Utili suggerimenti colti dai commenti degli utenti di Trip Advisor:

  • All’interno da non perdere la cupola e i dipinti alle pareti soprattutto la Divina Commedia e le due figure equestri
  • La salita sulla cupola è consigliatissima per il magnifico panorama (da novembre 2016 è obbligatoria la prenotazione oraria per poter accedervi)
  • La salita è dura fin su la cupola ma il panorama è da togliere il fiato! Peccato che Brunelleschi all epoca costruì un’unica via di entrata e di uscita
  • Dopo aver visitato la cupola con i suoi ben 463 gradini siamo stati anche fortunati di aver trovato la guida gratuita all’interno che ci ha spiegato dettagliatamente tutti i particolari di questo stupendo edificio.
  • Affascinante la salita sul campanile! ( la prenotazione è consigliata )
  • L’accesso al campanile (anche qui poco più di 400 scalini senza ascensore) non richiede una prenotazione preventiva ma è necessario mettersi in fila e l’attesa potrebbe anche essere lunga, come peraltro lunga potrebbe essere anche l’attesa per accedere all’interno del Duomo. Per il museo non ci sono problemi di code e al suo interno si possono ammirare, oltre alla pietà di Michelangelo (meravigliosa), anche i tre maestosi originali dei portoni del battistero, esempi di una cultura unica al mondo.
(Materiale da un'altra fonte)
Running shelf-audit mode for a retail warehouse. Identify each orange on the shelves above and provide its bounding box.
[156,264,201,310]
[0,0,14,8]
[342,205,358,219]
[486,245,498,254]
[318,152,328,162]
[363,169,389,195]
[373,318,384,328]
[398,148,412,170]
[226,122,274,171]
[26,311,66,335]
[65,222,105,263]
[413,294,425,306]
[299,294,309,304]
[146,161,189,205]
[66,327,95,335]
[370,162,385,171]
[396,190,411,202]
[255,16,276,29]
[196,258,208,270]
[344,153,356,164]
  • Non dimenticarti di visitare il museo del Duomo!!! Ti perderesti oltre alla pietà di Michelangelo (meravigliosa) anche i tre maestosi originali portoni del battistero, esempi di una cultura unica al mondo. Per il museo non ci sono solitamente problemi di code.
  • ATTENZIONE: c’è un biglietto cumulativo per vedere: Duomo, battistero, campanile, cupola, S. Reperata e museo a 15 € e sono spesi benissimo! Prenotazione obbligatoria per alcuni siti ma all’orario stabilito si è sicuri di entrare!
  • Da controlla sempre gli orari per le visite di tutti i siti. Noi per farle tutte abbiamo impiegato tutta la mattinata dalle 8.30 alle 14.00.
  • Battistero, Duomo, Santa Reparata (scavi), Campanile, Cupola e Museo. Ticket da € 15 complessivo, obbligo di prenotazione oraria per la Cupola da fare durante l’acquisto del ticket, il tutto tramite biglietteria a lato del Duomo comprensiva anche di macchinette automatiche.
  • Per quanto riguarda il Battistero, antistante la cattedrale, non c’è quasi mai molta fila da fare quindi potete anche evitare di programmarlo in anticipo, quello che dovete senza dubbio prevedere è la data e la fascia oraria in cui intendente andare a visitare la cupola (più di 480 scalini – NO ASCENSORE – per giungere alla lanterna posta alla sommità) per questa visita è infatti necessario prenotare e presentare la prenotazione al momento di accedere. Questa prenotazione può essere effettuata online oppure presso la biglietteria del grande museo del Duomo. Forse poco adatta a persone che soffrono di cuore, vertigini e di claustrofobia, la visita alla cupola però è un esperienza unica.